I realised that I had been involved in a movement, a process from origin to destination, something spectral. I also came to see identity like this, understanding the distant past (my Kerry grandmother reminiscing about hiding under the bed when the Black and Tans raided the farm) and the near past (watching police attack rioting crowds in Nigeria) in a different way. I suppose I woke up from the idyll of politically neutral insulation that is, to this day, the bane of expatriate life.
This realisation coincided with a boom in postcolonial studies in an academic sense. People such as Homi Bhabha were beginning to theorise key concepts such as hybridity, boundary areas and ambivalence. And it seemed to me that Muldoon was putting these ideas into practice poetically, with his shape-shifting rabbits and badgers, lobsters and dolphins – even that “hacienda’s frump / of pampas-grass, / a pair of cryptic / eagles guarding its front door”.
Part of the ambivalence of Muldoon’s own poems resides in modal verbs and associated speech acts, which together somehow clear a space between what is certain or not (“I must have been dozing in the tub / when the telephone / rang …”). These formulations – the longer one occupies them as a reader – appear to open up political possibilities; or rather, the possibilities of new politics. Muldoon’s forms, his metaphors, even his famous half-rhymes, now seem proleptic, throwing themselves forward to the realities of the peace process that would begin to emerge materially in Northern Ireland in the early 90s, like the forked twig “astounding itself as a catapult” in another poem in the book.

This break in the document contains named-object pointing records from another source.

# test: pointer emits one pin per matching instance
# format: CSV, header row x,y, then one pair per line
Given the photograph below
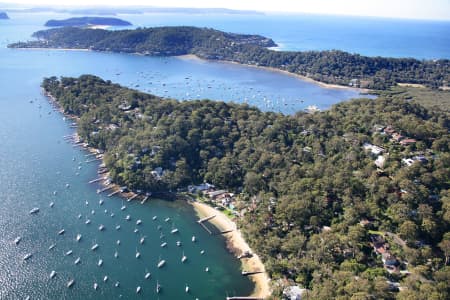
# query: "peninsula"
x,y
87,22
350,201
3,16
332,67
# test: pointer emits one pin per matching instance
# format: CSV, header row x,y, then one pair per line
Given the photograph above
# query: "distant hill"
x,y
3,16
87,21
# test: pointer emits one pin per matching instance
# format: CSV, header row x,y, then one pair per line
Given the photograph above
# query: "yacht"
x,y
34,210
70,283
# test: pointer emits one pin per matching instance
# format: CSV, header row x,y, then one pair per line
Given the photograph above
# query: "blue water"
x,y
35,160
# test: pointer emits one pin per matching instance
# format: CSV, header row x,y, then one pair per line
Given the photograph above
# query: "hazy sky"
x,y
418,9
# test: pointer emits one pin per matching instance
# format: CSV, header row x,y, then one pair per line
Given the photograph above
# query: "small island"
x,y
3,15
87,22
330,67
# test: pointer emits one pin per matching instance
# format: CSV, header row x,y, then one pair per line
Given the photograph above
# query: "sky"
x,y
411,9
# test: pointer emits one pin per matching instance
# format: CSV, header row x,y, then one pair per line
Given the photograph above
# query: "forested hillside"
x,y
350,203
336,67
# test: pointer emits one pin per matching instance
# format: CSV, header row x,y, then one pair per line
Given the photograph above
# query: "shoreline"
x,y
236,244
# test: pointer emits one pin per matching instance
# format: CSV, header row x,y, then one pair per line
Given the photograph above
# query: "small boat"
x,y
70,283
161,263
34,210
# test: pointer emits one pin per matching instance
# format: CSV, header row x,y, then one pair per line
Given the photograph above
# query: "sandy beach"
x,y
236,242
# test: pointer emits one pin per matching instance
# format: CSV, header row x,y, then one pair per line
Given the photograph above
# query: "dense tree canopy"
x,y
306,184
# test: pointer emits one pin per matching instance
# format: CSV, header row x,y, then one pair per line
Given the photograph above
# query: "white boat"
x,y
161,263
34,210
70,283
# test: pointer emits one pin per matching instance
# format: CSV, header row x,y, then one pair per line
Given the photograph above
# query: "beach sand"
x,y
236,242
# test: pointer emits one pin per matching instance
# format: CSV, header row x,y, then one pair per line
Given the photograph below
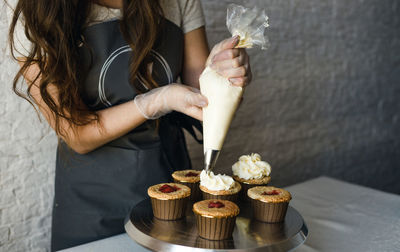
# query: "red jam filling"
x,y
191,174
168,189
273,192
215,204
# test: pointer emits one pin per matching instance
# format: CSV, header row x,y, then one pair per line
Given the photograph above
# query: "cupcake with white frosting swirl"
x,y
251,171
218,186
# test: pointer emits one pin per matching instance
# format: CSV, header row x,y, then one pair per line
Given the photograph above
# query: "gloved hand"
x,y
230,62
160,101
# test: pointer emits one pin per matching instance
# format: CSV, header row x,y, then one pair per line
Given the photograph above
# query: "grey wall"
x,y
325,99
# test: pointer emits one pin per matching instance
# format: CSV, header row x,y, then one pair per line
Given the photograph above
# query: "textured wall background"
x,y
326,95
324,100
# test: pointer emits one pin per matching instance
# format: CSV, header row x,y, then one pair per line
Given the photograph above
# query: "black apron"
x,y
95,191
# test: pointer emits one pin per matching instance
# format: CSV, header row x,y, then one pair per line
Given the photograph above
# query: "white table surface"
x,y
339,216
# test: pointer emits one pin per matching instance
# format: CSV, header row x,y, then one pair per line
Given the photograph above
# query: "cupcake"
x,y
251,171
191,179
169,200
215,219
218,186
269,203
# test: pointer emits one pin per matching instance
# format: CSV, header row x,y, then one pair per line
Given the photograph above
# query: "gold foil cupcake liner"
x,y
216,244
230,197
212,228
195,192
269,212
169,209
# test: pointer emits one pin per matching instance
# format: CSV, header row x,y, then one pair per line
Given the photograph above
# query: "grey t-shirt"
x,y
186,14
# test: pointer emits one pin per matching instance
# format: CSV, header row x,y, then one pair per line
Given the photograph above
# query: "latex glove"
x,y
230,62
160,101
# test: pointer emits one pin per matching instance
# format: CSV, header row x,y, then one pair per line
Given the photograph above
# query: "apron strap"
x,y
188,123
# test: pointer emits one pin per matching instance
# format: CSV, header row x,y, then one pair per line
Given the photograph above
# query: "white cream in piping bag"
x,y
223,97
215,182
223,100
251,167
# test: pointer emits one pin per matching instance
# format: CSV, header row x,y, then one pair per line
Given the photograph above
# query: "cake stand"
x,y
181,235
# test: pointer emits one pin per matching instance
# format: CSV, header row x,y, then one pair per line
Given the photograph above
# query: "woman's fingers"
x,y
222,46
226,54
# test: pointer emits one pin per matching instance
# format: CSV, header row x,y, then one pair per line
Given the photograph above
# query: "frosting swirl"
x,y
216,182
251,167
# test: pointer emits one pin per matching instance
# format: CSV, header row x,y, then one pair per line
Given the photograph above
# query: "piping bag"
x,y
223,97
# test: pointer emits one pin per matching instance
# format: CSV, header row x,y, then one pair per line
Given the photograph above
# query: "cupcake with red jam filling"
x,y
215,219
269,203
218,186
191,179
169,200
251,171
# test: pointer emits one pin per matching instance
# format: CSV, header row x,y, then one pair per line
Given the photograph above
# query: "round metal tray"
x,y
181,235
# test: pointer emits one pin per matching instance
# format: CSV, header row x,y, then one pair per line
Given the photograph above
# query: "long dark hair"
x,y
55,30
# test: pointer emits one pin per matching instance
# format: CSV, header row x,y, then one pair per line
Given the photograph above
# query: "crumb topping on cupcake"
x,y
216,208
269,194
187,176
235,188
251,167
168,191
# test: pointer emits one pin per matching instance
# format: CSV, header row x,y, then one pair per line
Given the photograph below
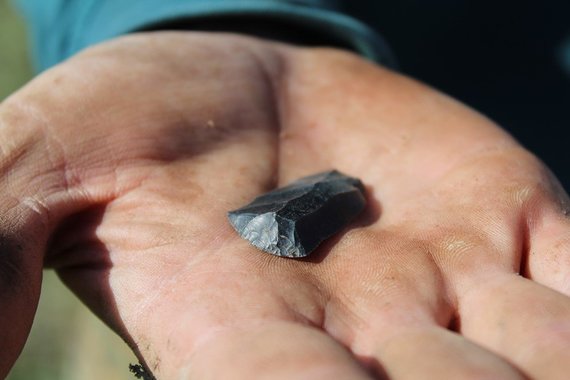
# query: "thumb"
x,y
34,197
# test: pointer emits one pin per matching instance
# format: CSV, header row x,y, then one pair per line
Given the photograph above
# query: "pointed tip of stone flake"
x,y
293,220
267,232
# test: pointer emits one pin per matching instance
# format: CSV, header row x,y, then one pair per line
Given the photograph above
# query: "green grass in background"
x,y
15,69
67,342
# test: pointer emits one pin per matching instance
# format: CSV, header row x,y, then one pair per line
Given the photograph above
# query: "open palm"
x,y
120,165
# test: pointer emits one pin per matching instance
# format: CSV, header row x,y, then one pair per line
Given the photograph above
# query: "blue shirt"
x,y
60,28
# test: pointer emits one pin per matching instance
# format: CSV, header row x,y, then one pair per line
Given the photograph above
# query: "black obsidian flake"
x,y
293,220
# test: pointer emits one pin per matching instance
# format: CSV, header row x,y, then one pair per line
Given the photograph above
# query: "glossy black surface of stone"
x,y
293,220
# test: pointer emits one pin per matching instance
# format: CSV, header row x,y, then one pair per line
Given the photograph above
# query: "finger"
x,y
432,352
272,350
524,322
548,251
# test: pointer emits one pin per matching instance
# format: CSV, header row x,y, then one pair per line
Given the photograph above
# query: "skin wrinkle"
x,y
374,281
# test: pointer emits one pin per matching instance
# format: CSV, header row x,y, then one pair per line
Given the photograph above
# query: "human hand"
x,y
118,168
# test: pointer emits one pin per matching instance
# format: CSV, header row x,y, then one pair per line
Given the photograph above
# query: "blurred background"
x,y
510,60
67,342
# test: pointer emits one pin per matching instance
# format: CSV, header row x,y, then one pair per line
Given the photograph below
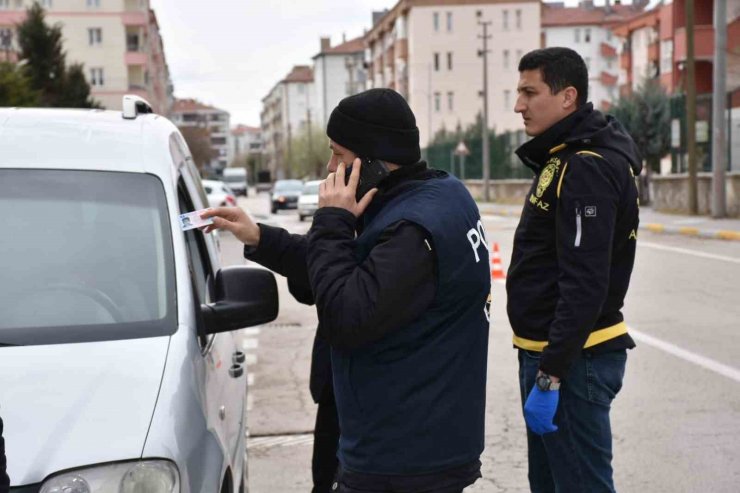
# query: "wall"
x,y
670,193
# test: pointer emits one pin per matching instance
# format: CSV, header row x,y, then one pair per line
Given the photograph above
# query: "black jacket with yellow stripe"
x,y
574,247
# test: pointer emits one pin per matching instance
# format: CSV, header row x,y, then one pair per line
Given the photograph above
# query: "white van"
x,y
119,370
236,179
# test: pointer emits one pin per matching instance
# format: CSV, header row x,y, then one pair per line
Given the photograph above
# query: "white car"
x,y
308,202
119,370
219,194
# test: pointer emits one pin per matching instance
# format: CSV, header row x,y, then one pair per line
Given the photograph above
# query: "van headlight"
x,y
151,476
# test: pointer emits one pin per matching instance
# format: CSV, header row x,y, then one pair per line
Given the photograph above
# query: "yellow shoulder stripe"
x,y
560,181
590,153
558,148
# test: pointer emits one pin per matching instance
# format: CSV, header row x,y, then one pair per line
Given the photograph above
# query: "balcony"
x,y
703,43
625,61
654,52
136,58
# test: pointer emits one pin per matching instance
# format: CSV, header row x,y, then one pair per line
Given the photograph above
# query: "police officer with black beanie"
x,y
401,285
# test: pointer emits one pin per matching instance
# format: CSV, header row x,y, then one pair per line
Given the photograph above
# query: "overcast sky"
x,y
229,53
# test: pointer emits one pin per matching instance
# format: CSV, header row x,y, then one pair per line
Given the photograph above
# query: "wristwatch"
x,y
544,383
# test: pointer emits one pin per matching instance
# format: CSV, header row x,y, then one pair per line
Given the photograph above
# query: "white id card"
x,y
192,220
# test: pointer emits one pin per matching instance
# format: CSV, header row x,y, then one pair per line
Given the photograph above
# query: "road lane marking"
x,y
280,441
686,251
697,359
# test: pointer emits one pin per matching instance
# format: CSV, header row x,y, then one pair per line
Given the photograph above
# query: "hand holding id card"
x,y
192,220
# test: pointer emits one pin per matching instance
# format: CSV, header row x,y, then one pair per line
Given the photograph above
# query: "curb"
x,y
726,235
695,232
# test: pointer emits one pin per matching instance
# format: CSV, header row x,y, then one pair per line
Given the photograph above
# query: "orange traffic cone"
x,y
497,271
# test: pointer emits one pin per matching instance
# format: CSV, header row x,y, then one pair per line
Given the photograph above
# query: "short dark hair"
x,y
561,68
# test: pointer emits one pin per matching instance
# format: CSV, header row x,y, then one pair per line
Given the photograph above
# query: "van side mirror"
x,y
245,296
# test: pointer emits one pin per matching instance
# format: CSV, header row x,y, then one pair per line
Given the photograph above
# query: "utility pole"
x,y
691,107
349,64
719,107
486,152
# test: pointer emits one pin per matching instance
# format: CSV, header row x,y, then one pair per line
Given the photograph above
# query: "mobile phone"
x,y
372,172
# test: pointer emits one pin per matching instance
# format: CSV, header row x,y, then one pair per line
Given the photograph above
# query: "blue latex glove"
x,y
539,410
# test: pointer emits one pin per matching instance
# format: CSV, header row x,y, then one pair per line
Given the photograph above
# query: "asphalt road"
x,y
676,422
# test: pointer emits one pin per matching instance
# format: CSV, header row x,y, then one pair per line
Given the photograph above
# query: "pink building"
x,y
117,41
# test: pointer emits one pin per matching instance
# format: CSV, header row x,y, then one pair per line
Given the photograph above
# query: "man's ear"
x,y
570,97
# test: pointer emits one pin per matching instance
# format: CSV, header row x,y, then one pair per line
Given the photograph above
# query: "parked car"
x,y
219,194
308,202
236,179
285,195
119,368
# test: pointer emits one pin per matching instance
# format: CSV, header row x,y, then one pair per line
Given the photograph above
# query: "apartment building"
x,y
655,47
428,51
193,113
117,41
338,72
246,140
289,109
588,30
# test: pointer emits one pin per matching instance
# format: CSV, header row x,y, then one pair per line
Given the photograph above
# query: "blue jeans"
x,y
576,458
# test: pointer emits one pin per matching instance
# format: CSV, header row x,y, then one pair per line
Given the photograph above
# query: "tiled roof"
x,y
554,16
300,73
351,46
183,105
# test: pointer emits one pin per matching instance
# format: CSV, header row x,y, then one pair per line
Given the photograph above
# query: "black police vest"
x,y
414,401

Yet there is never, in Meeting the British, any sense of settling into a particular political narrative. The associative power of language is constantly brought in to show us how fixed ideas are subject to slippage, like the length of chain from which the poet Gérard de Nerval hangs himself in one poem, which makes the speaker of the poem “think of something else, then something else again”. All through the book you can see Muldoon giving himself over to the play of language like that, and I suppose that one of the other things that changed me, on reading it, was realising that even in fictional prose, which tends to be more subject to external structures (the drama, the plot, the situation), a writer needs to be open to that.
That said, the collection contained Muldoon’s most structured piece of dramatic writing to date: 7, Middagh Street realises the voices of the illustrious occupants of a house in Brooklyn Heights in the early 1940s, including WH Auden, Chester Kallman, Louis MacNeice, Carson McCullers, Salvador Dali, Benjamin Britten and Gypsy Rose Lee. As a whole, this long poem is a consideration of the relation between politics and art. I suppose what I learned from 7, Middagh Street was that, in the right circumstances, it’s OK to voice actual historical figures, as I did with Idi Amin in The Last King of Scotland, and that the brute material of history and politics can sometimes be corralled in art – even if there is always a cost, a cargo, some kind of residue of actual lived experience.
That’s always there in Muldoon, the feeling inscribed in the form. So it’s fitting that none of the so-called literary lessons of Meeting the British were the really important ones. The poems in it about love and death spoke to me most strongly, in particular the elegies for Muldoon’s father, to whom the book is dedicated. Everyone has a father story, of course, and it is a testament to Muldoon’s universalism that when he sees his father in a badger, we can see ours in his.